Madame Z A a fait l’objet le 2 décembre 2014 d’un licenciement pour inaptitude et impossibilité de reclassement.
Elle a saisi le conseil de prud’hommes de Lorient pour, à titre principal, obtenir la condamnation de l’employeur à lui verser des dommages intérêts pour licenciement sans cause réelle et sérieuse à hauteur de 87 494,37 euros, correspondant à 27 mois de salaire.
Par jugement prononcé le 25 février 2016, le conseil des prud’hommes a fait intégralement droit à sa demande, assortissant de l’exécution provisoire la condamnation au paiement de la somme de 87 494,37 euros à titre de dommages et intérêts.
Pour statuer ainsi, il a considéré que l’employeur avait manqué à son obligation de prendre les mesures nécessaires pour prévenir tout acte de harcèlement et pour assurer la sécurité et de protéger la santé de la salariée qui faisait l’objet d’un harcèlement de son supérieur hiérarchique direct.
La SAS Regicom a, le 10 mars 2016, frappé d’appel cette décision.
Par assignation du 11 avril 2016, la SAS Regicom a, au visa de l’article 524 du code de procédure civile, du jugement du conseil des prud’hommes et de sa déclaration d’appel, saisi en référé le premier président de la cour d’appel de Rennes pour, à titre principal , voir ordonner l’arrêt de l’exécution provisoire ordonnée par le conseil des prud’hommes et condamner Madame Z A au paiement de 1000 € au titre des frais irrépétibles de procédure ; subsidiairement, voir ordonner la consignation des sommes sur le compte CARPA de la SELAS Barthélémy Avocats par le biais d’un échéancier de règlement.

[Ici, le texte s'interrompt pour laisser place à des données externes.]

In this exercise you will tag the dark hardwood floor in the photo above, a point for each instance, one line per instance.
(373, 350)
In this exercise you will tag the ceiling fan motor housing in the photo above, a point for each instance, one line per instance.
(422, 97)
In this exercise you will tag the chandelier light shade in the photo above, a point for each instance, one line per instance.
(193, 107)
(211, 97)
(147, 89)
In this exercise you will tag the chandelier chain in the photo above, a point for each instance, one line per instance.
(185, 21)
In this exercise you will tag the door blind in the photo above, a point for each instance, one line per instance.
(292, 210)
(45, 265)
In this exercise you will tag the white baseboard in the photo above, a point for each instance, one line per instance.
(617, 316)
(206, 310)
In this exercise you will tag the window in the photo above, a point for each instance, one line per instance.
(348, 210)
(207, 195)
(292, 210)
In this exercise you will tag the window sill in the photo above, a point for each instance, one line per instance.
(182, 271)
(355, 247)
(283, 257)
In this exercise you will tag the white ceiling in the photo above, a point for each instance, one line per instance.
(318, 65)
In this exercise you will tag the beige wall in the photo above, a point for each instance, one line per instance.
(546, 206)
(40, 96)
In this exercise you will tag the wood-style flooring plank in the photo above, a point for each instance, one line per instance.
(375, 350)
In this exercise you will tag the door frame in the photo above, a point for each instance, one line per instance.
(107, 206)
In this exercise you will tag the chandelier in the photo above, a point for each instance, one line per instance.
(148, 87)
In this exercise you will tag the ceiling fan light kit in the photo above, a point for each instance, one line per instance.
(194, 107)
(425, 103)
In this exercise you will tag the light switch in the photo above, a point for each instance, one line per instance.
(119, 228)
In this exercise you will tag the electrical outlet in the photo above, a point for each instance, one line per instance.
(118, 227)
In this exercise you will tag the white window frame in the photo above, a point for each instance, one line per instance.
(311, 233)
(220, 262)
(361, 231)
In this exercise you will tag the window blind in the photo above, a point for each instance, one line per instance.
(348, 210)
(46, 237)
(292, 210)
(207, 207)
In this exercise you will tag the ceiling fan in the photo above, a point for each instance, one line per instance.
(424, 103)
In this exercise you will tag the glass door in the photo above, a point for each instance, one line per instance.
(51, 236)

Au soutien de sa demande, la SAS Regicom fait valoir que l’exécution provisoire des condamnations provoquerait pour elle des conséquences manifestement excessives au regard tant de sa capacité financière que de la solvabilité de Madame Z A.

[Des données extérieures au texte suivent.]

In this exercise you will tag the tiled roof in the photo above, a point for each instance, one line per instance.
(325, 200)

1) En effet le groupe SPIR auquel elle appartient subit depuis plusieurs années une nette dégradation de sa performance économique, perte en grande partie due à l’effondrement de l’activité de la presse d’annonces gratuites. Malgré plusieurs plans de réduction des coûts d’exploitation, la situation de l’activité « papier » du groupe reste significativement déficitaire.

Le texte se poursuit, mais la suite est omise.